A simple and cost-effective method to synthesize the luminescent noble metal clusters (Au and Pt) in chicken egg white aqueous solution at room temperature is reported. The red-emitting Au cluster is used as fluorescent probe for sensitive detection of H2O2.


Owing to their ultra-small size, good biocompatibility and intriguing physicochemical properties, noble metal clusters show significant promise in biolabeling/bioimaging, sensing, catalysis, and optoelectronic nanodevices [17]. In general, there are two pathways to synthesize these fascinating materials: chemical and biological methods. The chemical method mainly includes (1) monolayer-protected method [8], (2) ligand etching method [9], (3) protection-deprotection method [10], and (4) template-assisted method [11]. Although atomically precise clusters with different species have been successfully obtained by these methods, from the ‘12 principles of developing green chemistry,’ there are still many problems to be resolved, such as the elaborate preparation procedure, the heavy use of organic solutes and/or surfactants and/or hazardous regents, and the high reaction temperature and long reaction times [12]. Compared with the chemical method, the biological method particularly refers to the template method, which is inspired by biomineralization behavior of organisms in nature.
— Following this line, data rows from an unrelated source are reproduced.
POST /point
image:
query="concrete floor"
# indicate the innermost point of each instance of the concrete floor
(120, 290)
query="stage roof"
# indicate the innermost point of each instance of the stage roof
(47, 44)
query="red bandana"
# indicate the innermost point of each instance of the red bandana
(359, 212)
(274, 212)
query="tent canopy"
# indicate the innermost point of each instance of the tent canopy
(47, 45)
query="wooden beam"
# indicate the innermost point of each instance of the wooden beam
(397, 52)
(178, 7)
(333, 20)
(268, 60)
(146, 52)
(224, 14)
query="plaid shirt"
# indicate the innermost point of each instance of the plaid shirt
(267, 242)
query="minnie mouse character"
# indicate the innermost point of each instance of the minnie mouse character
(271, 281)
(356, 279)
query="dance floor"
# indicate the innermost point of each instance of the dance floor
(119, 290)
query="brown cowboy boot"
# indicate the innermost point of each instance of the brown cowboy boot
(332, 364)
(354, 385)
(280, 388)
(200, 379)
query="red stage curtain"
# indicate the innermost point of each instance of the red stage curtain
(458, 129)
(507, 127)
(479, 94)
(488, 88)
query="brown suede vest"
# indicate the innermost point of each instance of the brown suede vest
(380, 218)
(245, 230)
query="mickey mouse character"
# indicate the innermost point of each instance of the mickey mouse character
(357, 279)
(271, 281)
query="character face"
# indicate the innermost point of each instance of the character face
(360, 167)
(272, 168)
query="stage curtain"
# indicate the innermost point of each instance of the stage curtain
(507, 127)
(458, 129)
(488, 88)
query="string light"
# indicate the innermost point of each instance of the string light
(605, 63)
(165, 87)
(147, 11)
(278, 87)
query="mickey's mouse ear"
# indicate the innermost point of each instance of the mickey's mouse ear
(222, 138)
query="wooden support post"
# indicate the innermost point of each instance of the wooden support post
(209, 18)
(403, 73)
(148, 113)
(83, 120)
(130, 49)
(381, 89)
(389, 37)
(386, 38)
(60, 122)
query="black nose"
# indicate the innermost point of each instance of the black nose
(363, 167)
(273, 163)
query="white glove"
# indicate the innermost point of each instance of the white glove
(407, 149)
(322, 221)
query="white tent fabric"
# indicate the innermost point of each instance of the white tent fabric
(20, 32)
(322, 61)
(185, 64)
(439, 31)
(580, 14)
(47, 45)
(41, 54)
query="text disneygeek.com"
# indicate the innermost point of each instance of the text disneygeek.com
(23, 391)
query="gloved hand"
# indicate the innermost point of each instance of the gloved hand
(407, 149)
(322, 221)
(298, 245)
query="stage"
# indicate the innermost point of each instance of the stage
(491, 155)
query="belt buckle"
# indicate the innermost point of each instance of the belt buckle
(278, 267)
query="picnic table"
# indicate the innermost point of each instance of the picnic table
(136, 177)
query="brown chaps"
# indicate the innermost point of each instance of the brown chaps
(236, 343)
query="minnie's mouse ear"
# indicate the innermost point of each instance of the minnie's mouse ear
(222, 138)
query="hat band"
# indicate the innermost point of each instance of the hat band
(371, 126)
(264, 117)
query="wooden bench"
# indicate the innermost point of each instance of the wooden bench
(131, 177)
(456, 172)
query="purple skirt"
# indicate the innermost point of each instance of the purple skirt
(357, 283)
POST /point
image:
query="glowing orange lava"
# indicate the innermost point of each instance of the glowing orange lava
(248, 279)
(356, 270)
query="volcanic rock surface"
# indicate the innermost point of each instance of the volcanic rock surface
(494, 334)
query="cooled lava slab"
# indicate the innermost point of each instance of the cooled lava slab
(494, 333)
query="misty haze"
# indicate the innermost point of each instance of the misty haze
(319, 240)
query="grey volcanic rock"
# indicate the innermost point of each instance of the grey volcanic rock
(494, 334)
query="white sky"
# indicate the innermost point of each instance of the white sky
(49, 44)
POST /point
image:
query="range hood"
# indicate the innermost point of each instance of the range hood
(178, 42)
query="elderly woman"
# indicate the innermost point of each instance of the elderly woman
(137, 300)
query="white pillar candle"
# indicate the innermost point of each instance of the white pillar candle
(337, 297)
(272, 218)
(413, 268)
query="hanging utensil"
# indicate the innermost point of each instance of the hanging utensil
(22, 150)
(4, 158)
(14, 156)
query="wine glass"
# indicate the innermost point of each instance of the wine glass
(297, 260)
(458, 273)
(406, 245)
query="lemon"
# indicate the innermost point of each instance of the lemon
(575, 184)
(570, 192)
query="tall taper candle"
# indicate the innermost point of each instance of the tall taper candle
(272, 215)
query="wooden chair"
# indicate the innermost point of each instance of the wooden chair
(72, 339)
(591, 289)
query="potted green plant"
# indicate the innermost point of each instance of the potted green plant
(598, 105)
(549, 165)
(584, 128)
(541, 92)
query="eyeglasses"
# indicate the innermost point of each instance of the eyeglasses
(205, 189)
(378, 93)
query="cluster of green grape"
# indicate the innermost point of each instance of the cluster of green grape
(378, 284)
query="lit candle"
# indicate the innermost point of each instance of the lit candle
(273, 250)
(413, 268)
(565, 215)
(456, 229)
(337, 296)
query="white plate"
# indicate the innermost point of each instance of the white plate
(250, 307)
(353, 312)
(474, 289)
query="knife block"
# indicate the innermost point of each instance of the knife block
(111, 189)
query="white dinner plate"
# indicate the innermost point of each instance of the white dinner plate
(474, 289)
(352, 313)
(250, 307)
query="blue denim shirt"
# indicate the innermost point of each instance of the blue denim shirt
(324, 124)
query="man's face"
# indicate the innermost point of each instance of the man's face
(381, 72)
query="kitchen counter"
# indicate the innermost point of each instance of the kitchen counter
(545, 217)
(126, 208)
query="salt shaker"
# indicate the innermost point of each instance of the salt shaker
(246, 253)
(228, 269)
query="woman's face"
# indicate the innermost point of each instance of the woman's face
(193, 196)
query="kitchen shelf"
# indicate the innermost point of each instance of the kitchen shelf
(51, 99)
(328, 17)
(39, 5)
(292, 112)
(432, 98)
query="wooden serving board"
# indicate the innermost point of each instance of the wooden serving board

A variety of biomolecules such as amino acids [13], peptides [14], DNA [15, 16], and proteins [17] have been used as template or scaffold to synthesize noble metal clusters. Among them, protein-protected luminescent noble metal clusters are of particular interest due to their simple preparation and potential applications [18]. Up to now, some proteins (including bovine serum albumin [1923], lysozyme [24], transferrin family protein [18], human serum transferrin [25], pepsin [26]) have been widely explored to synthesize noble metal clusters. However, most proteins used are expensive, which hinders their further development in preparing production-level commercial-scale materials. It is worth noting that Shao et al. successfully synthesized Au and Ag clusters by using a kind of cheap materials - egg shell membrane - as template [27]. However, the use of hazardous reducer (NaBH4) and special treatment (UV illumination) is not environmentally friendly. In addition, the resulting products existing only in the form of a solid state greatly hinder their wide-range use. In order to satisfy the trends of developing green nanoscience and industrial production [12], a simple, green, cost-effective, and flexible strategy of preparing noble metal clusters is urgently required.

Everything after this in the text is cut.